Loosely. The 1908 Owens Valley water dispute and the methods by which Los Angeles secured its water supply are the historical reference. The film’s specific characters are fictional. The pattern of corporate water-grabbing is accurate.
Did Roman Polanski really play the knife-wielding henchman?
Yes. Polanski has a brief but memorable role as the small man who slits Gittes’s nose. The casting is the director appearing in his own film.
How is John Huston?
Excellent. Huston plays Noah Cross with sustained menace and casual paternalism. The performance is one of the great late-career roles in American cinema.
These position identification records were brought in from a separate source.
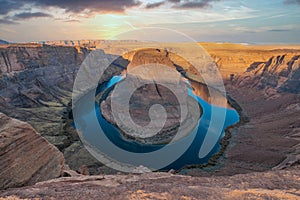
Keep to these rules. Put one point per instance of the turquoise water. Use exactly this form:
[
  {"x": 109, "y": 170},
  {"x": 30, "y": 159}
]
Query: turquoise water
[{"x": 189, "y": 157}]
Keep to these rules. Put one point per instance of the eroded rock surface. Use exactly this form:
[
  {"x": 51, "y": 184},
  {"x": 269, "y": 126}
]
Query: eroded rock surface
[
  {"x": 282, "y": 184},
  {"x": 26, "y": 157}
]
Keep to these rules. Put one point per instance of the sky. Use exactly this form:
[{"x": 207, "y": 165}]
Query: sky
[{"x": 237, "y": 21}]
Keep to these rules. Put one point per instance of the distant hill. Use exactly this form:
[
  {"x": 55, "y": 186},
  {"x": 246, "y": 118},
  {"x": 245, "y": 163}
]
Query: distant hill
[{"x": 3, "y": 42}]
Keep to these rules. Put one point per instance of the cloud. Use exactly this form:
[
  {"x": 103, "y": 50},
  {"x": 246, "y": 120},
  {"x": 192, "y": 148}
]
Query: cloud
[
  {"x": 292, "y": 1},
  {"x": 279, "y": 30},
  {"x": 154, "y": 5},
  {"x": 192, "y": 4},
  {"x": 7, "y": 21},
  {"x": 7, "y": 5},
  {"x": 29, "y": 15},
  {"x": 78, "y": 6}
]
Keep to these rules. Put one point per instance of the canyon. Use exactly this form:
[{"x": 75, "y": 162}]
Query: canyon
[{"x": 262, "y": 154}]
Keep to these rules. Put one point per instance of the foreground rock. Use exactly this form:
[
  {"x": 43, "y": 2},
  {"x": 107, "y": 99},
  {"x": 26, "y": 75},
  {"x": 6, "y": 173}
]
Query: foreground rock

Is the closing line the work of the writer or director?
The “forget it, Jake. It’s Chinatown” line was added to the script during production. The exact authorship is disputed. The line has entered general cultural reference.
Was there a sequel?
The Two Jakes (1990), directed by Jack Nicholson, continued the Gittes character. The sequel did not achieve the original’s reception. Robert Towne wrote both.
Why did Polanski direct this?
Polanski had been working in Hollywood since Rosemary’s Baby (1968). He was the director Robert Towne and producer Robert Evans wanted for the material. Polanski left the United States permanently in 1977 following his statutory rape conviction.
Should I watch this?
Yes. Chinatown is required viewing for the neo-noir genre and for American cinema of the 1970s.